Over the years I accompanied Doctor Flowers to Noontootla Creek maybe 8-10 times. I’ve also taken friends and family there in the decades since to splash in the creek, hike, eat, drink and love. Every now and then I’ll just take off on a Tuesday and head for the hills, well past Ellijay and into the watershed of the Mighty Toccoa, winding the roads until they turn to gravel then winding them some more, until I come to that same spot along the Noontootla Creek. I’ll just stay a while, forest bathing, glad to be at my special place. But I’m always reminded of my friend who found found the Noontootla first and showed it to me. Thanks Doc.
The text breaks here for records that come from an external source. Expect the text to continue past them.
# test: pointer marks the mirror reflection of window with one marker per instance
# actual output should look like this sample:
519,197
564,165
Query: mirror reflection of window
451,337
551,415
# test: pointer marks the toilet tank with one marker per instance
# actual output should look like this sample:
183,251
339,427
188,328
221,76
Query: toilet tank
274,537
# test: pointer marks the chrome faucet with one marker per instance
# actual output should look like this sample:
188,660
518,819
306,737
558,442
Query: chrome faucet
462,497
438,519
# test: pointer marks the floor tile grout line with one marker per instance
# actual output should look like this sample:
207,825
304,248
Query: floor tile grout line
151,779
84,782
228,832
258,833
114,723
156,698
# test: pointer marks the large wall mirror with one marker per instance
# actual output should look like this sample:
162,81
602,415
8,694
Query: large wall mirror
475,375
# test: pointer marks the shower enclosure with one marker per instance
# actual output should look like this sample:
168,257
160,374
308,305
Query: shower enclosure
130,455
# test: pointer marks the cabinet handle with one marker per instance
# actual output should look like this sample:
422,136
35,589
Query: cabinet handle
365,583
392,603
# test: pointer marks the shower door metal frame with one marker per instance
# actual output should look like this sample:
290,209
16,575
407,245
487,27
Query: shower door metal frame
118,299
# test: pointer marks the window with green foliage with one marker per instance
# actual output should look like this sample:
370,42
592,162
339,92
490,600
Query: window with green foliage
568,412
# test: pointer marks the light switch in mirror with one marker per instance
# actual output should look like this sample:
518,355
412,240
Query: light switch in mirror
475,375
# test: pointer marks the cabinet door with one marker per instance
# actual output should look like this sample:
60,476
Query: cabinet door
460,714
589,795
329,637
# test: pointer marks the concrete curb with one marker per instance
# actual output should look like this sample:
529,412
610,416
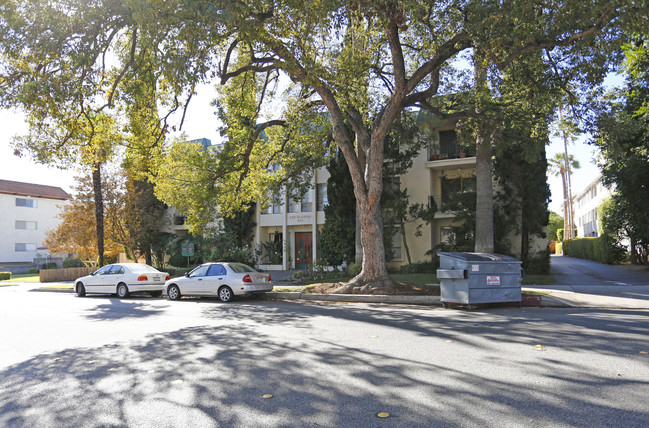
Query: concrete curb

Round Leaved Violet along Noontootla Creek. Photo by Roy Burke
Jefferson Co Ga Louisville Store Front 12/26/18 Photo by Roy Burke
The best back-road trips with Doctor Flowers aka Roy Burke usually included forays into small towns, which if they rated, featured some weathered windows and doors for Doc to suss out and capture on his trusty camera(in later years a digital Nikon). The entrepreneurial dreams and aesthetic choices he loved to capture were those of the independent hangers-on in the near-abandoned blocks nearby the square. The actual commerce in many these places had long before decamped to the bypass or the interstate, plopped down in a late 20th century shopping mall tied to the Wal Mart, or the food gas bathroom node at the interstate crossings of Generic America. Left behind are often the ruins of the glory days when everyone ‘came to town’ to trade, to gossip, or in the case of this would-be club, sip a Bud Light. He took this photo on one of our last Christmas week runs together, in 2013. Our ultimate goal was to see and feel the mysterious Ohoopee Dunes, which we saw and documented the next day outside of Swainsboro. But towards end our first day out we found ourselves in Downtown Louisville, Georgia, with the perfect winter afternoon light to hunt some windows and doors. The uneven-ness of it all, the land and carpentry and paint job, the Rothko-like color and line juxtaposition, the light fixture from another century standing guard, the ghostly Bud Light light, with the battered OPEN sign putting the lie to it all–it’s a quintessential Roy Burke photo.